Her response brought me up short, forcing me back in my seat. I remembered Ron Neidisch from the Academy. Why would he be uncooperative with a detective from another shop, especially as closely as the neighboring South Bureau and Wilshire had to work together?

"Neidisch's response just seemed weird to me," she continued, echoing my thoughts. "That's why I'm pulling your coat on this one. The original Little Angel of Mercy case stretched across so many jurisdictions, you guys should have handled it from the get-go, but you know our CO wasn't about to let RHD get its foot in the door after what happened when you came in on one of our cases the last time. But now . . ."

Her voice trailed off as Helga put the chili cheeseburgers before us, two masterpieces of grease and goo. Billie studied her burger, but made no move to pick it up. "My CO would have me shot at dawn if I even hinted that RHD should be called in on this thing," she confided. "But with Neidisch getting all hincty, I was thinking . . . you know Mikki Alexander pretty well . . . maybe you could chat her up, get something concrete you could take to Armstrong . . ."

Captain MacIverson Armstrong was the pony-playing commanding officer of Robbery-Homicide Division. I knew for a fact he was pissed that Billie's CO had managed to keep the Little Angel of Mercy case in South Bureau, but I wasn't sure if he'd want to disrupt his social calendar to get caught between two hard-charging homicide units.

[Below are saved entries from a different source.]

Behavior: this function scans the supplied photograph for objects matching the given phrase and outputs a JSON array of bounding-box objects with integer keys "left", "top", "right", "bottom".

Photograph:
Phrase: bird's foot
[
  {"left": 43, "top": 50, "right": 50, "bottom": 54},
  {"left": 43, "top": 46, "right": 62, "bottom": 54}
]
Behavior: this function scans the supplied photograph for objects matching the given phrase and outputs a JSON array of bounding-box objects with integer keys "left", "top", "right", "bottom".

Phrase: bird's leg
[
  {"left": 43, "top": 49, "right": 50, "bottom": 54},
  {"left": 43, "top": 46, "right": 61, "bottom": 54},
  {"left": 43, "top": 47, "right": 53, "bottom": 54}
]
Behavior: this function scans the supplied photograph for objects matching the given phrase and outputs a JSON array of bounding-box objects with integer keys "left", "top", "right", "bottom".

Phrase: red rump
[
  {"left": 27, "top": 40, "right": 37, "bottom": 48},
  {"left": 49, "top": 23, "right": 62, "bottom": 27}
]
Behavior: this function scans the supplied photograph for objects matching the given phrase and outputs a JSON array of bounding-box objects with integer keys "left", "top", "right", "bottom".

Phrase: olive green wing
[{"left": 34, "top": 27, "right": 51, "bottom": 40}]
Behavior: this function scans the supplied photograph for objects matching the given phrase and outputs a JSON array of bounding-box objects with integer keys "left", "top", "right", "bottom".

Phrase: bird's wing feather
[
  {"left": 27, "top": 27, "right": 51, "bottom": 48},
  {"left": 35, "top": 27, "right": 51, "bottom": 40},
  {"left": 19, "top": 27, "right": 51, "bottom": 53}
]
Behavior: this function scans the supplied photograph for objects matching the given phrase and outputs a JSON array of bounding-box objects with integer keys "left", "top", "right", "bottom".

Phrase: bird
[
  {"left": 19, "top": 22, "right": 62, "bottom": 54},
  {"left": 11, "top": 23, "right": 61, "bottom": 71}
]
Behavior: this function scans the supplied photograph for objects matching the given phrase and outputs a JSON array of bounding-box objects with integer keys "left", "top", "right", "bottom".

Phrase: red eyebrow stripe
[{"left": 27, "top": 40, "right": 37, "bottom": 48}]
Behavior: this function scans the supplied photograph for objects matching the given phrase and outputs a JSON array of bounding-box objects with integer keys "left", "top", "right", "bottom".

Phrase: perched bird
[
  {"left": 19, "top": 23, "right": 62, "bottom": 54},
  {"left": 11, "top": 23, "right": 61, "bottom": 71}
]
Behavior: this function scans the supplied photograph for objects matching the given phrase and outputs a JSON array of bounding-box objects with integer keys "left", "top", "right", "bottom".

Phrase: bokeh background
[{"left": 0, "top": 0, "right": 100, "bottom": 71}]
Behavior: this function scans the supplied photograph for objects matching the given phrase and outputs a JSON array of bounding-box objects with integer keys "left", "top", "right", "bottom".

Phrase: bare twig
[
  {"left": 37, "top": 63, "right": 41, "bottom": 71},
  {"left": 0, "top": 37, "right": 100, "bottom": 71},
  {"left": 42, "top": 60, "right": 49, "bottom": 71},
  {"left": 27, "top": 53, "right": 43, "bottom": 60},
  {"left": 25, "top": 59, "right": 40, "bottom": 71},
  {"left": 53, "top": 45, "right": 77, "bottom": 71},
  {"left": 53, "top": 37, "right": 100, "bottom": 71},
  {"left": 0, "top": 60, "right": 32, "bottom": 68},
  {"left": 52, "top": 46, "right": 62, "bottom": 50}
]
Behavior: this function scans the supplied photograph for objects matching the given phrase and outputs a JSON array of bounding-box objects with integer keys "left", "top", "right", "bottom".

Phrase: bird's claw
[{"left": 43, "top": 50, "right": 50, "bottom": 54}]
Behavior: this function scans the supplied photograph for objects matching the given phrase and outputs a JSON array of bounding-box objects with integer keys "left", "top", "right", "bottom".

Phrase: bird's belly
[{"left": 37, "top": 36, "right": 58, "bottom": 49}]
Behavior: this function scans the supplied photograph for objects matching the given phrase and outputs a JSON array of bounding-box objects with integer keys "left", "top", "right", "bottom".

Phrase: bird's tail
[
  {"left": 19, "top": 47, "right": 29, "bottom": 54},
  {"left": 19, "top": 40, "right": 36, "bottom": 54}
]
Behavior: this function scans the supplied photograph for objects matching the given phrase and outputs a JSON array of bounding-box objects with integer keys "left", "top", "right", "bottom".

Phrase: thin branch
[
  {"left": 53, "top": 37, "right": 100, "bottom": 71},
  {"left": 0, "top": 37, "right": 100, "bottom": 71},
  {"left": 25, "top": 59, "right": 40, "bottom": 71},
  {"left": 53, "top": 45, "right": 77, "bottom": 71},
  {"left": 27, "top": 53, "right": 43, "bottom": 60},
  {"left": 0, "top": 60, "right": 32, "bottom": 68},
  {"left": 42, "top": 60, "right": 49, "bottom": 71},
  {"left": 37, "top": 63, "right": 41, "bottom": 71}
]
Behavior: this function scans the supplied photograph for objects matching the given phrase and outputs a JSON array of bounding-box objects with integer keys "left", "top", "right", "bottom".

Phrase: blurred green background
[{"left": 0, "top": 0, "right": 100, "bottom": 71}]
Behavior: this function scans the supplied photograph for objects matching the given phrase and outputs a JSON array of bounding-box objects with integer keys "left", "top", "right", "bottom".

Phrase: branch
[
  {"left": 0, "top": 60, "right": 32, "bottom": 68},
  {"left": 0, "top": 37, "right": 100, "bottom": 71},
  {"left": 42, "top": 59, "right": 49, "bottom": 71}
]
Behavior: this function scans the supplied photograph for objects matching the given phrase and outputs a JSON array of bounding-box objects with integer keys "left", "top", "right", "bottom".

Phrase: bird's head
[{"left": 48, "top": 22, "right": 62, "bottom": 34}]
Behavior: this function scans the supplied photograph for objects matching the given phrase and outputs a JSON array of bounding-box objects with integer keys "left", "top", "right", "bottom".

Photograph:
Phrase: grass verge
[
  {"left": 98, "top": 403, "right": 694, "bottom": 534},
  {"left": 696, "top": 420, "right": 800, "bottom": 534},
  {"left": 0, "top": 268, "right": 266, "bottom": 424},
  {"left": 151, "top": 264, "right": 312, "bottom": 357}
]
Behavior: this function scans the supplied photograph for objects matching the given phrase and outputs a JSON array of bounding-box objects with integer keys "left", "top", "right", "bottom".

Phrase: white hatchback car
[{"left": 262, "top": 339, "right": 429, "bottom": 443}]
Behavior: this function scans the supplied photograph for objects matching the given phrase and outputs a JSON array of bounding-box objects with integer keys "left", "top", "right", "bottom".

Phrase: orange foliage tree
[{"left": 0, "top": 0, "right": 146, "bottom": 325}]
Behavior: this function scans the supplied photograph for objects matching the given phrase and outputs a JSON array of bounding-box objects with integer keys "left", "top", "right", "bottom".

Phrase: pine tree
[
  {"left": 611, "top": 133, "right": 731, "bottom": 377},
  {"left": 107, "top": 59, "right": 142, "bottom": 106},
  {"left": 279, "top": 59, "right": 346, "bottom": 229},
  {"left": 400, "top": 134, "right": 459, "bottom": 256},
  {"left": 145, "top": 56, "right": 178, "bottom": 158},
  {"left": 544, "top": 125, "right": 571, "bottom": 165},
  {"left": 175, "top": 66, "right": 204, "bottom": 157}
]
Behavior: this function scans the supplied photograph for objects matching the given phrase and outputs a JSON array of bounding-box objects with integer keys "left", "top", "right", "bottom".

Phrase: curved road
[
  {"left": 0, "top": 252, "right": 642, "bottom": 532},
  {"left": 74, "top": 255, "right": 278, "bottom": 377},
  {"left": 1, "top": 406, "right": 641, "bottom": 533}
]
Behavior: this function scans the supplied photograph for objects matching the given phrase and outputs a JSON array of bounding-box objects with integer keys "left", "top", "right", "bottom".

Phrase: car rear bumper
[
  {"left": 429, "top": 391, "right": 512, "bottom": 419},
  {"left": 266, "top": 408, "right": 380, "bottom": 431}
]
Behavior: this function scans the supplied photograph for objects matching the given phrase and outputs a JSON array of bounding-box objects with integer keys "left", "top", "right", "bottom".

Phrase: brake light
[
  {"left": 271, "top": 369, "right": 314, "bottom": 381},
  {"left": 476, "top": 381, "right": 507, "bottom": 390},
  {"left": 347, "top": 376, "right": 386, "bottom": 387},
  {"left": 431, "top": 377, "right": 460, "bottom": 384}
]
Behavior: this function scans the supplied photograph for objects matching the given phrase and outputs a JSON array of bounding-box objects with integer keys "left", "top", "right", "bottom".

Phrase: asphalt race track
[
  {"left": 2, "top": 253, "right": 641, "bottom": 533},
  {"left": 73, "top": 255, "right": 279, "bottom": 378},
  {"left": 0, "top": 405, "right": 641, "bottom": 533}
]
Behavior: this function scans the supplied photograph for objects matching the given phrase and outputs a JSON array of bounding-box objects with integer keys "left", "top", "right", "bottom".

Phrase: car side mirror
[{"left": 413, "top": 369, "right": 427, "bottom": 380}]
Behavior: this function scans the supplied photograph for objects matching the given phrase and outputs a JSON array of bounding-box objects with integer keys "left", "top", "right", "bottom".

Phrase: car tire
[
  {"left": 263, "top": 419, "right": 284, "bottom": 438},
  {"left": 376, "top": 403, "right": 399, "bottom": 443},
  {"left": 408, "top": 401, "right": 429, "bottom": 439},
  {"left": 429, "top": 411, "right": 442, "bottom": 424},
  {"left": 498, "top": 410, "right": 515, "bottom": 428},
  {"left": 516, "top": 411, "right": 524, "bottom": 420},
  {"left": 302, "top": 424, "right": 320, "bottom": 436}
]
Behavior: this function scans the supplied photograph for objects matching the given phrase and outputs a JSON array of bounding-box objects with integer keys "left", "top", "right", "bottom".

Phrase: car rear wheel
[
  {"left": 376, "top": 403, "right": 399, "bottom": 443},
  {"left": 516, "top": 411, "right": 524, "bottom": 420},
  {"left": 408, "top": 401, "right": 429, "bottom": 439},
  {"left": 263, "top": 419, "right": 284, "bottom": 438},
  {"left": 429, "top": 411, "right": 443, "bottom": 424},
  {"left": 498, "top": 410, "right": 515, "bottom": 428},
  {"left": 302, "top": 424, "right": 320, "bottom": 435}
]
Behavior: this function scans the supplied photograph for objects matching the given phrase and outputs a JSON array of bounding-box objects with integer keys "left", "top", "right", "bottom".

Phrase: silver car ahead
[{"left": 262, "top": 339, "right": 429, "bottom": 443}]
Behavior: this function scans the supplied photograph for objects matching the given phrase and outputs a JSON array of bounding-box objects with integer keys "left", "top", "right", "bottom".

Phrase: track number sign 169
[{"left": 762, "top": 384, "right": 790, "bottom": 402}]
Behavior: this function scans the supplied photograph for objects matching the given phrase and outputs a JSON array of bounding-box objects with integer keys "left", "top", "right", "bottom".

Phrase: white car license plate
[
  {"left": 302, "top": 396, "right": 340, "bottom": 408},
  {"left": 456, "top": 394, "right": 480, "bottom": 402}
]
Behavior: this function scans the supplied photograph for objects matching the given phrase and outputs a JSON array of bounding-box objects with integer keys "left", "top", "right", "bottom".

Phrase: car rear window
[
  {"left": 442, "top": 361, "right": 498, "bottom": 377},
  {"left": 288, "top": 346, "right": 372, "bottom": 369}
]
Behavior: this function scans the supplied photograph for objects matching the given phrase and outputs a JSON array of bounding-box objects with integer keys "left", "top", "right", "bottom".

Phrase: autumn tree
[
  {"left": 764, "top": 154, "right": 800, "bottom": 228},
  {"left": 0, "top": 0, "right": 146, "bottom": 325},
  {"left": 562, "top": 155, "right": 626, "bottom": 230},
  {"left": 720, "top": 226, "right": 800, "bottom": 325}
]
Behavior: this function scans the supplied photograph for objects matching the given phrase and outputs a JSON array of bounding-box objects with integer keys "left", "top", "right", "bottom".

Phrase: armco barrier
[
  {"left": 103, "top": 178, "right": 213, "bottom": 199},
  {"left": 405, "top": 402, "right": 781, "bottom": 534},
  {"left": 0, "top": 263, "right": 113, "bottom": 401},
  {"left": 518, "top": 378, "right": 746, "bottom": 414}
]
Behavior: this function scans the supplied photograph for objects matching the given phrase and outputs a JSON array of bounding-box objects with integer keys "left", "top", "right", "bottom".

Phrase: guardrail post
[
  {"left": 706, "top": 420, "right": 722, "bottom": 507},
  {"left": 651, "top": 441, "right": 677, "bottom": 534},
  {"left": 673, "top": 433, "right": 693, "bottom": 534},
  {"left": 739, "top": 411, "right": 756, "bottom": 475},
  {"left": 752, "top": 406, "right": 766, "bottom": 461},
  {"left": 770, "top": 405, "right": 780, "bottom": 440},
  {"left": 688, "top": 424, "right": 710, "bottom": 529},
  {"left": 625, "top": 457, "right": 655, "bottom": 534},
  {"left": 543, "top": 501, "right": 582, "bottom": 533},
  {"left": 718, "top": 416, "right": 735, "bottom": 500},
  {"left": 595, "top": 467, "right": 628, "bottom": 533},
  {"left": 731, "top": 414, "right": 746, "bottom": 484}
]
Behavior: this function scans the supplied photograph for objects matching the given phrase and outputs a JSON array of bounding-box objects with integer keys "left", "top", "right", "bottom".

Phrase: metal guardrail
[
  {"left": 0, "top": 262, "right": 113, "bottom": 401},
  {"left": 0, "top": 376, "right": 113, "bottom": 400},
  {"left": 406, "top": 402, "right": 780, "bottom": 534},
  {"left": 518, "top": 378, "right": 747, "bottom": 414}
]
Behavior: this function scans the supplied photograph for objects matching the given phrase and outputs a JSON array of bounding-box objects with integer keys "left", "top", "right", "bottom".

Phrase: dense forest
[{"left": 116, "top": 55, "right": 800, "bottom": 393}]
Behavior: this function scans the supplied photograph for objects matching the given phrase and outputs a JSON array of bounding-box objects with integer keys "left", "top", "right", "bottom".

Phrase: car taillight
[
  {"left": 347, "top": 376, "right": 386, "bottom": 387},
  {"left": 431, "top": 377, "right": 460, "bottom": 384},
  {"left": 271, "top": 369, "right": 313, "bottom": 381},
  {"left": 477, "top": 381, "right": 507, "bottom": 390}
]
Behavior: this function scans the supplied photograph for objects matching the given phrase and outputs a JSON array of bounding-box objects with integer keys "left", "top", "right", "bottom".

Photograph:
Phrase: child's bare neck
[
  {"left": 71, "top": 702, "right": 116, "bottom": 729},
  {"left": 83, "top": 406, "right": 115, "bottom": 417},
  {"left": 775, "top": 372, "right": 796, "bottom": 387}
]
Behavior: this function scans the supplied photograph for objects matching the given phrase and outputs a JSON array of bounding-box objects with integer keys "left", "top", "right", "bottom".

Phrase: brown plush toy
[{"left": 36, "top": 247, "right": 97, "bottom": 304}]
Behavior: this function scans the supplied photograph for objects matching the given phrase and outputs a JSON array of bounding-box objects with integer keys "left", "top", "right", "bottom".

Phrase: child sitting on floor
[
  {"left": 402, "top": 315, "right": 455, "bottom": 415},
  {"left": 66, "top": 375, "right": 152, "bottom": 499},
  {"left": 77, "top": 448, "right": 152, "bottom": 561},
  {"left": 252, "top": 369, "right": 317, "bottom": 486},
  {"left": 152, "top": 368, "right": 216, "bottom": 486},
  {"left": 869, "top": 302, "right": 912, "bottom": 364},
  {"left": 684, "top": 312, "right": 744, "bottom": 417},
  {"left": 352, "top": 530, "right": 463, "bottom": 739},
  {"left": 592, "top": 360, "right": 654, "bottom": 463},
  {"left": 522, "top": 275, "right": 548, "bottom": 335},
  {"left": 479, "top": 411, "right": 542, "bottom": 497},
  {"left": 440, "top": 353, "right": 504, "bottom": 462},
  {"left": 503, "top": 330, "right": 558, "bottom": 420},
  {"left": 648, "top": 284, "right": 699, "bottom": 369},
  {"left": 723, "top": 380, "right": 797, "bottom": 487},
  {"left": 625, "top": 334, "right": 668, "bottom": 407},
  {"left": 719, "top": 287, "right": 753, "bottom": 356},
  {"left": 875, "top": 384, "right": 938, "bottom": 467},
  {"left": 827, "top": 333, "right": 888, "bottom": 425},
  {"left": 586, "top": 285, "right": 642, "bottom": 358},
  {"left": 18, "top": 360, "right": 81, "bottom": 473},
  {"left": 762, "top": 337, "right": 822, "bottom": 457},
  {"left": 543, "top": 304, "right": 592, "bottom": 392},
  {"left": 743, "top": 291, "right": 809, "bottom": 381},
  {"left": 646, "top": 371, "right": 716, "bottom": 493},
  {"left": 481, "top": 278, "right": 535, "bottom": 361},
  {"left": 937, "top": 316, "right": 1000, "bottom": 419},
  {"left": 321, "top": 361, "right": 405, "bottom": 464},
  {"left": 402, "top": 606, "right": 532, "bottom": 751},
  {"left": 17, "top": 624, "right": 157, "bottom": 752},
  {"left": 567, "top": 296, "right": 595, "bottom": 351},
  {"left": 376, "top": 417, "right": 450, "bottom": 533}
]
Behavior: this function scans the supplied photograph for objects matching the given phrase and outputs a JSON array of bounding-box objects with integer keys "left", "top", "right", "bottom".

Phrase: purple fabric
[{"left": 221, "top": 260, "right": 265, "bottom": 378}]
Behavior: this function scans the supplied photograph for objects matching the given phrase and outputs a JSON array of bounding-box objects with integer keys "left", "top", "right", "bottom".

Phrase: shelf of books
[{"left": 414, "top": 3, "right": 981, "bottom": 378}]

"He and the chief coroner are pretty tight. I can always put a bug in his ear and see if he ferrets out the details."

"Anything you could do would help," she replied, her hands relaxing for the first time since we sat down. "I just don't want somebody from Wilshire futzing around with the Clemenza case and undoing what I know in my bones was a solid collar. After all the good press South Bureau's gotten on this case, having it blow up in our faces would be a disaster all the way around."